Howard Marks in Barrons. Is a Retraction/Correction Coming?

I do not think that Barron’s front page headline in this week’s magazine accurately reflects Howard Marks’ thinking.

Marks’ latest full-length memo (he is famous for his memos) seems to be a LOT more cautious and a LOT less sanguine about markets, especially debt markets, than the above headline. That memo, published on January 7, 2013, is titled “Ditto” to reflect that he feels the same way about exuberent behavior in credit markets today as he did right before the credit crisis unfolded.

The memo can be found in the Value Investing Resource section in the right margin, but I will quote a little of it here and leave Marks’ original emphasis:

Risk and Return Today (2013):
“…Sober attitudes on the part of investors should be a source of comfort, since in normal times we would expect them to bring down asset prices to the point where they’re attractive. The problem, however, is that while few people are thinking bullish today, many are acting bullish. Their pro-risk behavior is having its normal dangerous impact on the markets, even in the absence of pro-risk thinking. I’ve become increasingly conscious of this inconsistency in recent months, and I think it is the most important issue that today’s investors have to confront.

…People aren’t buying because they want to, but because they feel they have to.”

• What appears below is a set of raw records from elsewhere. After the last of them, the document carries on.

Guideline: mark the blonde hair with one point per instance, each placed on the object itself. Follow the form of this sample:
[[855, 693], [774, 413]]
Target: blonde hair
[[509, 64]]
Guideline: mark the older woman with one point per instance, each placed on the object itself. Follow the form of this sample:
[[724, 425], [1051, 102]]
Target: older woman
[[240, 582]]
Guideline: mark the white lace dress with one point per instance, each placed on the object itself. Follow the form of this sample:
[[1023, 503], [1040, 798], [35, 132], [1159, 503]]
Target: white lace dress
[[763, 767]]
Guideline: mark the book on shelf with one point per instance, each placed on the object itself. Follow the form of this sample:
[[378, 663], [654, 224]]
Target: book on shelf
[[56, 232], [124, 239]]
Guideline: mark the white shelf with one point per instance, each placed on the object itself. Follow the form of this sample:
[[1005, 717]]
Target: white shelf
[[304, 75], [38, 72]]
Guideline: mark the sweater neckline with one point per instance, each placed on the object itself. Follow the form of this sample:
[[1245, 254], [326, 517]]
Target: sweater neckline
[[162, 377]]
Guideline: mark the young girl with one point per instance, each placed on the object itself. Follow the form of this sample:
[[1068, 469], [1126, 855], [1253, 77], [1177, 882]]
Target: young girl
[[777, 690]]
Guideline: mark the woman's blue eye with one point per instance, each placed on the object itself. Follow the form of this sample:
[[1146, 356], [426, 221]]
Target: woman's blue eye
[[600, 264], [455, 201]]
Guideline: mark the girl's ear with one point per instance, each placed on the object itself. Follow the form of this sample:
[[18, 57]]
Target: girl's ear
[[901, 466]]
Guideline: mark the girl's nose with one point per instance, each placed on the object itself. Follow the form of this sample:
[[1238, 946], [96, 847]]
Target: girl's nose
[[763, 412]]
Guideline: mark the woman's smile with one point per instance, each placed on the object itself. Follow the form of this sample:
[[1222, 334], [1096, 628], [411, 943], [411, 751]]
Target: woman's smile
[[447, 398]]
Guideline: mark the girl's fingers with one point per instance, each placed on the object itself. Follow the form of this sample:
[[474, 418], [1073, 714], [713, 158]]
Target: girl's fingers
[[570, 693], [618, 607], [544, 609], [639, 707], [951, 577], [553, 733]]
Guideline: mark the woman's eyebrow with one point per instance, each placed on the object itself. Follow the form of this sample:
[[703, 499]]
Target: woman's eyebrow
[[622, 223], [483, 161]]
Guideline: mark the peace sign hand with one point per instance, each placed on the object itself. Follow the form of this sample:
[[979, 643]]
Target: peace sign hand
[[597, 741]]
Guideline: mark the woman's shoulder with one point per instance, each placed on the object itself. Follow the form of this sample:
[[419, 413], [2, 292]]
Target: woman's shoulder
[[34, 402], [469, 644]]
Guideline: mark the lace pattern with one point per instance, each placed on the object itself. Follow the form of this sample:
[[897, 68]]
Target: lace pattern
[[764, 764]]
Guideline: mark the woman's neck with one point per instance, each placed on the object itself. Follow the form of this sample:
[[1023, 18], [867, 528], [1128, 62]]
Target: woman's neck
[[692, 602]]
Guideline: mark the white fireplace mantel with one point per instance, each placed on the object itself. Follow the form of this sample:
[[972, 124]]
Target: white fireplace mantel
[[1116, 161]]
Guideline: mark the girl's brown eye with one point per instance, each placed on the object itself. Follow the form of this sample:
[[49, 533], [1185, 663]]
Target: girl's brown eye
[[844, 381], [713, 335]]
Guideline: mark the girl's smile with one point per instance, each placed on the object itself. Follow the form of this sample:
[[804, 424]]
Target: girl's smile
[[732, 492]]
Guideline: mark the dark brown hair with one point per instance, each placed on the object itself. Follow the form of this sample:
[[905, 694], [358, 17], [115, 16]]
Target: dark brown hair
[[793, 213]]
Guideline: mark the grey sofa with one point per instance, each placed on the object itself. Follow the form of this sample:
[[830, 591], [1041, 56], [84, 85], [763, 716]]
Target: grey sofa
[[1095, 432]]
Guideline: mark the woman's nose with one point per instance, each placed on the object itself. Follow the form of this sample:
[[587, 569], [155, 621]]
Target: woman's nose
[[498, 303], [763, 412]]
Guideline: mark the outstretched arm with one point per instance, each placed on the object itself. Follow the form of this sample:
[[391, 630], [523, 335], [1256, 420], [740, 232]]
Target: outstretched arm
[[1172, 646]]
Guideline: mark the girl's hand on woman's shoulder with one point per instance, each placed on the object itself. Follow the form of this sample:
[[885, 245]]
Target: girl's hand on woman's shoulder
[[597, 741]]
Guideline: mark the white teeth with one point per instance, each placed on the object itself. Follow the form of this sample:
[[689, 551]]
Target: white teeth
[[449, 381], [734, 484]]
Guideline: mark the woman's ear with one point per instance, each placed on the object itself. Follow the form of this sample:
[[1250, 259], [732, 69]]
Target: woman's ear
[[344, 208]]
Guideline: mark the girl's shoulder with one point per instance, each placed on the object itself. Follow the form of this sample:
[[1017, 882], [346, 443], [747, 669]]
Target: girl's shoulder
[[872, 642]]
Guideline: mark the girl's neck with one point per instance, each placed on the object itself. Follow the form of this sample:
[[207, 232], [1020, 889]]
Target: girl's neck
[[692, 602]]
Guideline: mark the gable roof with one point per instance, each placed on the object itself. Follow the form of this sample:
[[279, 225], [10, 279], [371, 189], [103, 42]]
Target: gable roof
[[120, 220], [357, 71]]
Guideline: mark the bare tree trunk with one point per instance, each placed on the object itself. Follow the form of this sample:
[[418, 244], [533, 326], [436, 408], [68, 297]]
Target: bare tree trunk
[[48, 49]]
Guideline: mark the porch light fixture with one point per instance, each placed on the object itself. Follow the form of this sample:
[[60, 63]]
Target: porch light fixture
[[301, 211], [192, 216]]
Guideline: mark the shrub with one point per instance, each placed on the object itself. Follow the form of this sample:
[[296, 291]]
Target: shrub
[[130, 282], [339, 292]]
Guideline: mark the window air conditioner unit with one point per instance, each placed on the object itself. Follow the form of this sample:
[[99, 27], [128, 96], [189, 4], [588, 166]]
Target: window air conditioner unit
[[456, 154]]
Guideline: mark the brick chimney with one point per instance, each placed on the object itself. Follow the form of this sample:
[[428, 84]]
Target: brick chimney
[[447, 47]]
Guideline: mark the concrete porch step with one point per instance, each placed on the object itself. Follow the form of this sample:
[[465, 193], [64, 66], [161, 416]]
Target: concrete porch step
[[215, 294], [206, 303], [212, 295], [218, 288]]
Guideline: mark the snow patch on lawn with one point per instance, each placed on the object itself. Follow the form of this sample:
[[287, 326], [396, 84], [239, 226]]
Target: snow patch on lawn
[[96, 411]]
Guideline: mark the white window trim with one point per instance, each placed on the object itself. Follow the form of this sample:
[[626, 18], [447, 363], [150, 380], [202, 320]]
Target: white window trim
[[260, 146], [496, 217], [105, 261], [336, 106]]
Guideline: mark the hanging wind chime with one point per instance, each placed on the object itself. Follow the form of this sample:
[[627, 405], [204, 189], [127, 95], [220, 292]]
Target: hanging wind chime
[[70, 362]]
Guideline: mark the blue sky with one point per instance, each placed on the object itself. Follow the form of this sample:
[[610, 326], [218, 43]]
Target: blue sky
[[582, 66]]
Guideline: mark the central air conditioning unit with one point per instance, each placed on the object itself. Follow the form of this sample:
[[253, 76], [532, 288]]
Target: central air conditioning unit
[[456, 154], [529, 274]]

Marks then writes a section he titled ”Getting Rid of Money” in which he lists an alarming number of current market behaviors driven by the policies of the Federal Reserve:

“Regardless of the reason, things are happening again today–especially in the credit world–that are indicative of an elevated, risk-prone market…”

Such as:

“Total new issue leveraged-finance volume–loans and high yield bonds–reached a new high of $812 billion in 2012…surpassing by 20% the previous record set in pre-crisis 2007…”

…I find it remarkable that the average high yield bond offers only about 6% today. Daily I see my partner Sheldon Stone selling callable bonds at prices of 110 and 115 because their yields to call or yields to worst start with numbers–’handles’–of 3 or 4 percent…I’ve never seen anything like it.”

 He lists several more examples, too. Marks’ conclusion:

“In 2004, as cited above, I stated the following conclusion: ‘There are times for aggressiveness. I think this is a time for caution. Here as 2013 begins, I have only one word to add: ditto.”

“The greatest of all investment adages states that ‘what the wise man does in the beginning, the fool does in the end.’ The wise man invested aggressively in late 2008 and early 2009. I believe only the fool is doing so now. Today, in place of aggressiveness, the challenging search for return should incorporate goodly doses of risk control, caution, discipline and selectivity.”

Wow: “Things are happening again today…that are indicative of an elevated, risk-prone market” and “…only a fool is (investing aggressively) now.” Could the impression left by that statement made by Marks only two months ago be farther from the impression that the Barron’s cover leaves this week?